Anfechtung des Aufhebungsvertrages in Frankreich

15.03.13
Anfechtung des Aufhebungsvertrags in Frankreich

Der Sozialsenat des französischen Kassationshofs („chambre sociale de la Cour de cassation“) hat kürzlich zwei Urteile erlassen, wonach  Aufhebungsverträge zwischen einem Arbeitgeber und einem Arbeitnehmer nach französischem Arbeitsrecht aus bisher nicht gerichtlich entschiedenen Fällen angefochten wurden. Seit Einführung der Möglichkeit nach französischem Arbeitsrecht, eine einvernehmlichen Beendigung des Arbeitsvertrages („rupture conventionnelle“) abzuschließen, haben die französischen Arbeitsgerichte die Grenzen des Abschlusses einer solchen Vereinbarung festgelegt.
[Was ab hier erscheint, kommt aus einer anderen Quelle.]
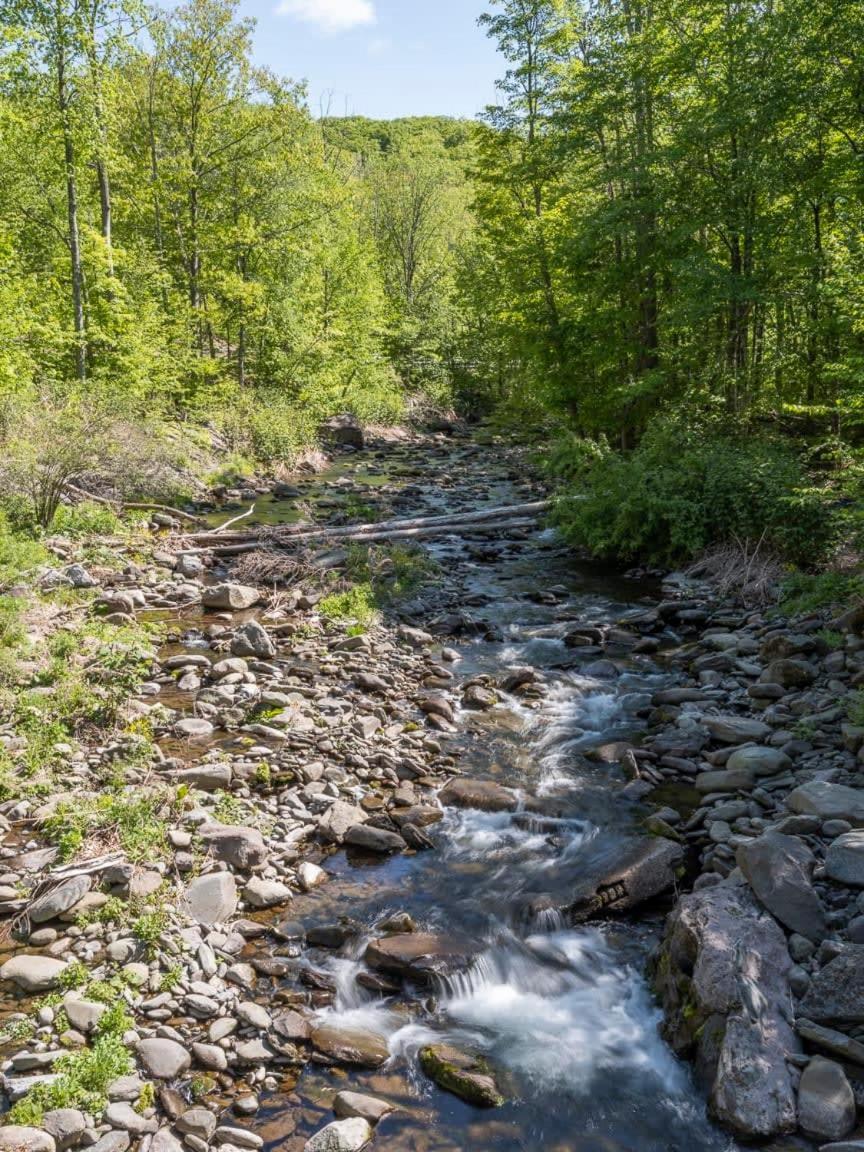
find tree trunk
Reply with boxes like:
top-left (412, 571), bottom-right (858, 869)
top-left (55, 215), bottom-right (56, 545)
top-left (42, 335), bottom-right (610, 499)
top-left (56, 31), bottom-right (88, 381)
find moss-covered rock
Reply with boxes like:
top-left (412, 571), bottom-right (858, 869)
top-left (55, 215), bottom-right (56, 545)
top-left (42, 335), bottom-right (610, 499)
top-left (420, 1044), bottom-right (505, 1108)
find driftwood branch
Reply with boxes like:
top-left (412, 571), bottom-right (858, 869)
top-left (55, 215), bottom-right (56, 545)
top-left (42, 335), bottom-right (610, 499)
top-left (178, 500), bottom-right (550, 551)
top-left (66, 484), bottom-right (200, 524)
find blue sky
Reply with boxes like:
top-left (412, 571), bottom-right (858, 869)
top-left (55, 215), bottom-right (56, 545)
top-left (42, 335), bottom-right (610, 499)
top-left (241, 0), bottom-right (502, 119)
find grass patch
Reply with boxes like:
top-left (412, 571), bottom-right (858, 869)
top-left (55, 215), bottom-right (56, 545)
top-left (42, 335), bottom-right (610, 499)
top-left (778, 571), bottom-right (864, 616)
top-left (43, 790), bottom-right (174, 864)
top-left (7, 1036), bottom-right (132, 1128)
Die neue Rechtsprechung deutet an, dass der Abschluss eines französischen Aufhebungsvertragesmit gewissen Gefahren, insbesondere für den Arbeitgeber, verbunden ist.

Erste Gerichtsentscheidung : Einvernehmliche Beendigung des Arbeitsverhältnisses und Übermittlung des Aufhebungsvertrags

In einem Urteil vom 6.2.2013 hat der französische Kassationshof zum ersten Mal über die Rechtsfolgen der Nicht-Übergabe einer Ausfertigung des Aufhebungsvertrages durch den Arbeitgeber an den Arbeitnehmer entschieden. Der Fazit lautet: Die Übergabe an jede Partei nach Vertragsabschluss und vor Übergabe an die Behörde ist zwingend, da jede Partei den genauen Inhalt der Vereinbarung bei sich haben muss. In Ermangelung einer solchen Übergabe ist die Vereinbarung nichtig. Der französische Arbeitsvertrag ist infolgedessen weiterhin rechtswirksam.

Zweite Gerichtsentscheidung : Einvernehmliche Beendigung des Arbeitsverhältnisses und Mobbing

In einem anderen Urteil vom 30.01.2013 hat der Kassationshof Urteile von mehreren Berufungsgerichten bestätigt. Ein von der Arbeitsaufsichtsbehörde genehmigter Aufhebungsvertrag des französischen Rechts ist im Falle des Mobbings nichtig. Die Willenserklärung des Arbeitnehmers, der Opfer von Mobbing war, konnte nicht rechtswirksam sein.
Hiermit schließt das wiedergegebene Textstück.